Recording lectures can be a useful back-up to taking notes in the lecture in case you miss something. However you will find it very time-consuming if you try to transcribe everything afterwards - not an efficient use of your time! If you have a counter on the recorder, you can note down the times of key information to find it later. If you have a reported specific learning difficulty like dyslexia, you may have been advised to record lectures, but it will still help you to engage with the lecture if you expect to write some notes at the time. It's courteous to let the lecturer know that you're recording.

Reviewing and retaining information

How long do you think you retain information after a lecture? If you simply put your notes away and don't look at them again, it is likely you will forget about 80% of the lecture within as little as a week.

So what can you do after a lecture to help you remember?

  • Soon after the lecture, spend a little time thinking about and writing what you have learnt without consulting your notes.
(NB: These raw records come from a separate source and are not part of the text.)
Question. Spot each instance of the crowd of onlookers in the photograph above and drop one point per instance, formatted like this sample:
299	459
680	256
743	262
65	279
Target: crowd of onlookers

This gets your brain to process the information and makes a good basis for revision notes later.
  • Talk with friends - check what you understood and compare what you found out…it's a good chance to have a coffee too J
  • Skim over your notes - identify any gaps you need to fill, then do some extra reading to fill them!
  • Do a coversheet or spider diagram summarising the key points of the lecture as a trigger when it comes to revising.
  • Have a simple and easy to use filing system so you can find everything again e.g. a box file for each module.
Tip: Copying your notes out neatly afterwards is just decorative and won't help you to remember or process what you've heard. Try something more active and effective, like making your notes into a spider diagram, a series of flash cards, or a poster.